Un refrán para hoy.

Llevaba un tiempo que, cuando las circunstancias sociales y también climáticas, se lo permitían, se sentaba sola en una mesa de mimbre con dos sillas de una terraza no muy extensa. De fondo contemplaba una verja alta custodiando un parque de grandes dimensiones. Pedía al camarero lo de siempre y él, también como siempre, acompañaba la bebida con el mismo aperitivo. Se quitó la mascarilla. Su mirada se paseaba lentamente por todas las mesas ocupadas. El miedo y las mascarillas jugaban a su favor: nadie permanecía muchos minutos con la boca destapada. Ella, especialista en comunicación humana, siempre observaba mirando a los ojos. Ahora, no sabía si por mucho tiempo más, tenía su oportunidad y su gozo: gente enmascarada como en una remota tragedia griega, personas interpretando su papel, actores de su propia vida. Sí, ella escuchaba palabras con oídos sordos, porque lo que realmente atraía su atención eran esos ojos de mirada dulce o airada, de interrogación o admiración…, que ayudaban a cada uno para que su mensaje, privado de gesticulación, fuese interpretado lo mejor posible.

Nuestra especialista en comunicación descubría la verdad y la mentira, la afirmación o la negación en ese lenguaje de los ojos, el lenguaje del alma. A veces, en esta misma terraza, echa al vuelo su imaginación y un búho de mirada redonda pliega sus alas y se acomoda en el respaldo de la silla vacía, compañera de la mesa de nuestra curiosa mujer.

El animal ulula con un sonido agudo. Si pudiésemos acercarnos, sentarnos en la silla vacía, escucharíamos el mensaje del búho: él, con la información que lleva consigo, transmitida de ojos a ojos y no de boca en boca, como es habitual, relata sobre un conservado busto de Ulises. Y cuenta a la miradora mujer que a Ulises se le dedicó un busto esculpido con unos ojos abiertos de par en par en su cara de piedra, ojos observadores, ávidos de conocer.

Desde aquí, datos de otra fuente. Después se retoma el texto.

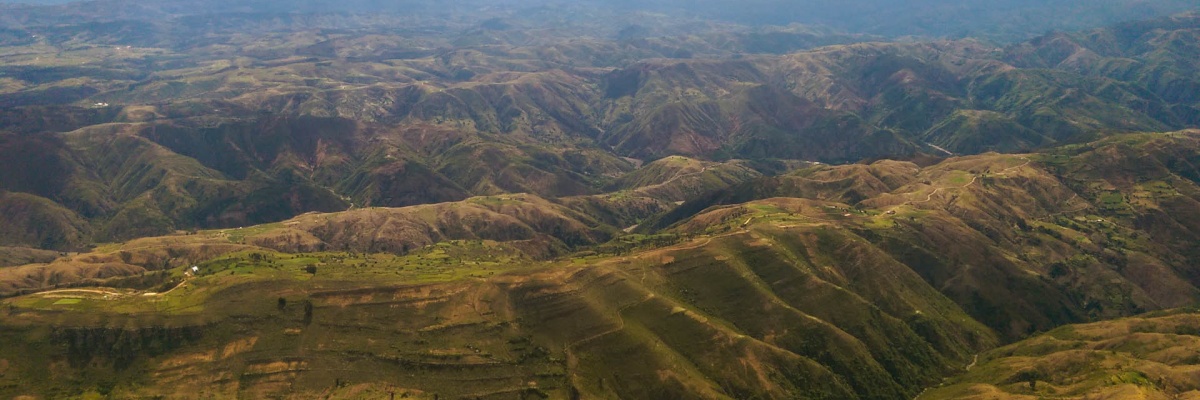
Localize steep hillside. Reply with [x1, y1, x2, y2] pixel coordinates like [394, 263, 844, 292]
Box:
[0, 14, 1200, 250]
[0, 131, 1200, 399]
[918, 309, 1200, 399]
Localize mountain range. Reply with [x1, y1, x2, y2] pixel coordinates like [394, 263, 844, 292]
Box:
[0, 0, 1200, 399]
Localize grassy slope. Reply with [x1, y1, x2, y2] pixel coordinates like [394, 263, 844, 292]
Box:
[918, 310, 1200, 399]
[0, 132, 1198, 399]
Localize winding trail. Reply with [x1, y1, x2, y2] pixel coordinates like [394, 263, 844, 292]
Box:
[900, 156, 1033, 205]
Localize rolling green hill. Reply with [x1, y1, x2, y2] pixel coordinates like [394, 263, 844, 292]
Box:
[0, 131, 1200, 399]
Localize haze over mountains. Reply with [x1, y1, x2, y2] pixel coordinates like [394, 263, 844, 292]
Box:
[0, 0, 1200, 399]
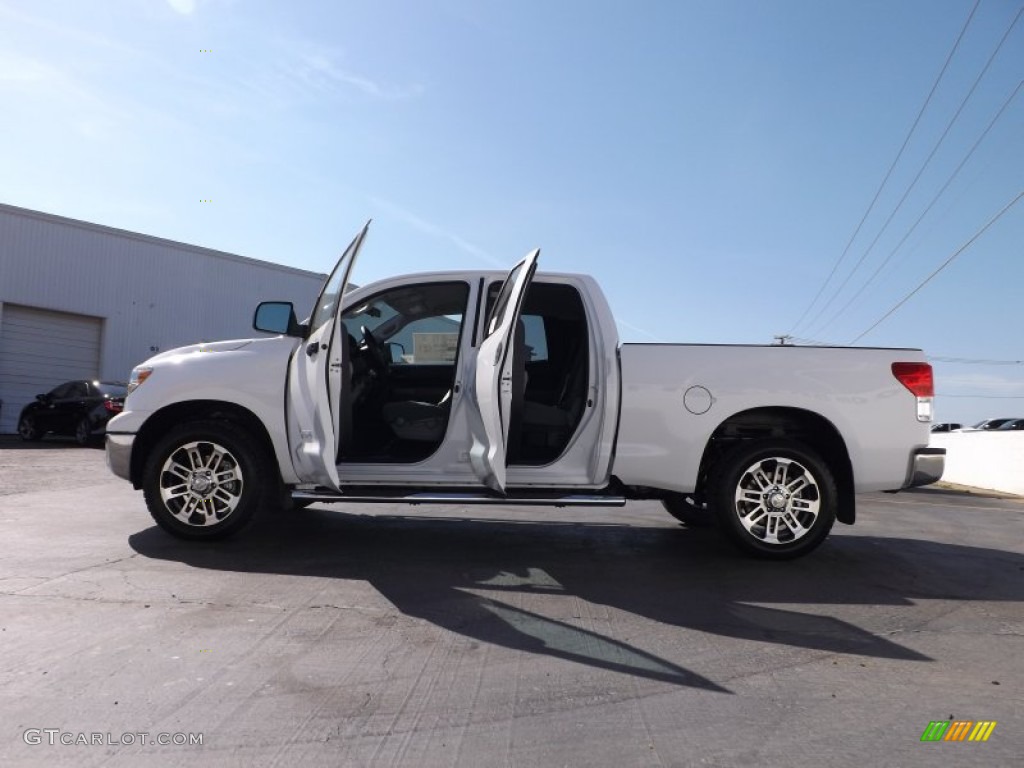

Lleva este apreciado animal bajo el ala unas pequeñas hojas de papel en blanco cosidas con hilo del mismo color. Algo así como una novelita de hojas vacías. ¡Quién lo diría!, un libro en blanco. Ahí tiene el búho descifradas todas las miradas de las que tiene noticia. Es el silencio significativo de la comunicación, lo que se dice sin hablar, donde no hay lugar para la mentira, para la falsedad…, porque no hay palabras. Por eso, para esta mujer, que ha olvidado por completo la bebida que contiene ese vaso largo de cristal, el mensaje ha llegado nítido a su mente: la vida tendría un nuevo sentido, tal vez el auténtico, si la palabra, el diálogo, se redujesen a la mínima expresión y sólo ante la necesidad imperiosa se hiciesen presentes. En todo lo demás, únicamente el sonido del silencio, boca con mascarilla para dejar un lugar exclusivo a los ojos que, como el alma, no saben engañar, porque, a través de la mirada, lo queramos o no, nos desnudamos ante el otro.

Voló el búho hacia la verja alta del parque grande. Allí se reúne, de un árbol a otro, con los demás compañeros que también esconden bajo el ala hojas cosidas en blanco. Lugar de reunión de autores con pluma y sin tinta narrando la historia de la mirada humana.

Se disipa el paisaje con nieblas de colores y ella, Brisieda, observa la silla vacía y de nuevo llegan a sus oídos palabras de los que interpretan, cerca de su mesa, la realidad cotidiana. Otra vez el lenguaje que anida el engaño interrumpe su mirar hacia los demás. Briseida, la de los ojos de miel, añora esa procesión del silencio donde se intercambian miradas evitando la conversación innecesaria. Briseida, la lectora de Saramago y del silencio del universo, está encantada comprobando día a día la incipiente comunicación: ojos que se reflejan en los del otro, miradas que responden a miradas, bocas escondidas que frenan las malsonancias. Al final, el refranero, que es sabio, sale a nuestro encuentro y nos avisa con eso de que “en boca cerrada no entran moscas”.

                                                                                   Ubaldo Fernández.

                                               02 de agosto 2021.